No es el único caso en el que se somete a una mujer a un espectáculo vejatorio para deleite del público. Sin ser calificado como cine porno, múltiples películas han recreado de forma vívida y espeluznante, las agresiones y violaciones a una mujer.

En España tenemos un programa de televisión de la cadena Telecinco llamado Gran Hermano que hace de la vida real un espectáculo.

El programa se basa en la observación continuada de la vida de una serie de personas que se encuentran encerradas en una casa, rodeados de cámaras de televisión para que los espectadores contemplen las 24 horas del día de esas personas. Una forma de violación de la intimidad de los concursantes que se presentan voluntariamente para ser observados. Horas y horas de inacción, de tiempo perdido en conversaciones inútiles que no aportan nada a quién gasta su tiempo en mirar la pantalla. No me preguntéis que placer oculto han de satisfacer los consumidores de este Show de Truman español, porque mi sapiencia no alcanza a comprenderlo. Tengo un límite en mis conocimientos del ser humano. Solo sé que personalmente me parece muy poco atractivo y no he gastado mi tiempo en semejante telebasura.

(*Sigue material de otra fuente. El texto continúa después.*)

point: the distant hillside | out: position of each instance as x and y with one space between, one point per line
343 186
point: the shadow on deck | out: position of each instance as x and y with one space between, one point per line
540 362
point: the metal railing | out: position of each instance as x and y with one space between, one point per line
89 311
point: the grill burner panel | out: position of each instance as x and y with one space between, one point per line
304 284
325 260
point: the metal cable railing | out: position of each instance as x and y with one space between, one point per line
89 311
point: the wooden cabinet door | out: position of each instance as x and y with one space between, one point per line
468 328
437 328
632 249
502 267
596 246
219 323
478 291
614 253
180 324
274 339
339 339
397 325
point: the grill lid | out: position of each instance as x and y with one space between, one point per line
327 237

En la edición de 2017, una de las muchas que llevan emitidas (debe ser super rentable porque creo que llevan dieciocho o más), una de las concursantes sufrió una experiencia terrible. Otro de los compañeros de la casa, presuntamente abusó de ella tras una fiesta y seguramente fue grabado por los ojos indiscretos de las cámaras de televisión.

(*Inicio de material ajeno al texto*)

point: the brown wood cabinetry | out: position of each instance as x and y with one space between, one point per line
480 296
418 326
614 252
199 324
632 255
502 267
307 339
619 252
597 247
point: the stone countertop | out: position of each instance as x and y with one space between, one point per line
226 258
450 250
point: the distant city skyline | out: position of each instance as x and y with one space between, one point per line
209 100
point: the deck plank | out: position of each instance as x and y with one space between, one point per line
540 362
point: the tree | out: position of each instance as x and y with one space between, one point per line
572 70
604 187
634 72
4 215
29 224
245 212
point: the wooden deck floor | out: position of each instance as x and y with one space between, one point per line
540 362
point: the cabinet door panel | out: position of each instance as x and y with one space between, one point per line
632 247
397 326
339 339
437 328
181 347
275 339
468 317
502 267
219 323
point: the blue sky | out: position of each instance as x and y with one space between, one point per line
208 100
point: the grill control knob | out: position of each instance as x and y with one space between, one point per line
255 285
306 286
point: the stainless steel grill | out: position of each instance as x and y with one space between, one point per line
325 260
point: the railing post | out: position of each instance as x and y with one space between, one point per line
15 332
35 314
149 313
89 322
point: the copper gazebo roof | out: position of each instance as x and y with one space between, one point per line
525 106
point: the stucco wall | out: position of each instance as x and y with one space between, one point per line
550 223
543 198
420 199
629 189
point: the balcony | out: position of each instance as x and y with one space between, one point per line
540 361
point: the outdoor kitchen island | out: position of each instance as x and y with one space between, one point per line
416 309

La cadena no tuvo la reacción que se esperaba, a saber, suspensión del programa y colocarse al lado de la víctima para su protección, sino que ha sacado rédito de la terrible situación. Se toma la decisión de expulsar al concursante por una conducta inapropiada con la joven y a ella la invitan a marcharse por su “salud mental”. Hay denuncia, hay declaraciones de los encargados del programa y en estos momentos todo está en manos de la justicia por una presunta agresión sexual.

El escándalo no termina aquí, sino que hace poco, algunos medios de comunicación han tenido acceso a un momento del programa donde la dirección obliga a la joven a visionar el vídeo de lo ocurrido aquella noche. La chica pide reiteradas veces que paren y la dejen salir del habitáculo donde se encuentra. Entre llantos y súplicas, el vídeo no deja de grabar a una mujer destrozada ante la visión de lo que vivió. En un momento dado se oye la voz de la persona que habla con la joven, que se encuentra ya en visible estado de shock, que dice textualmente: “Carlota, este tema, por José María (presunto agresor) y por ti, por el bien de ambos, no debe salir de aquí.” El bien de ambos no es comparable ni compartido. El bien de ella pasaría primero por no haber experimentado algo así y ya que por desgracia sucedió, verse arropada por el programa, por la cadena de televisión y sus directivos, habría sido la posición correcta. Del bien del presunto agresor prefiero no comentar nada.

Es decir, la cadena, que está sometiendo a un momento de alto nivel de sufrimiento y estrés a la joven, le recuerda que debe guardar el secreto de algo que en principio es un delito sexual contra ella.

No acabo de comprender este tipo de comportamientos por parte de ningún medio de comunicación. Exponer a una persona a este tipo de situaciones ¿qué reporta? ¿Qué oculto interés se puede tener en llevar a un ser humano hasta ese límite? ¿Es preciso un tipo de televisión de esta índole, donde se ocultan agresiones solo para continuar subiendo en la vertiginosa carrera de ganar espectadores, quizá con un fin totalmente lucrativo, a base de colar publicidad de la que cobran un pastón?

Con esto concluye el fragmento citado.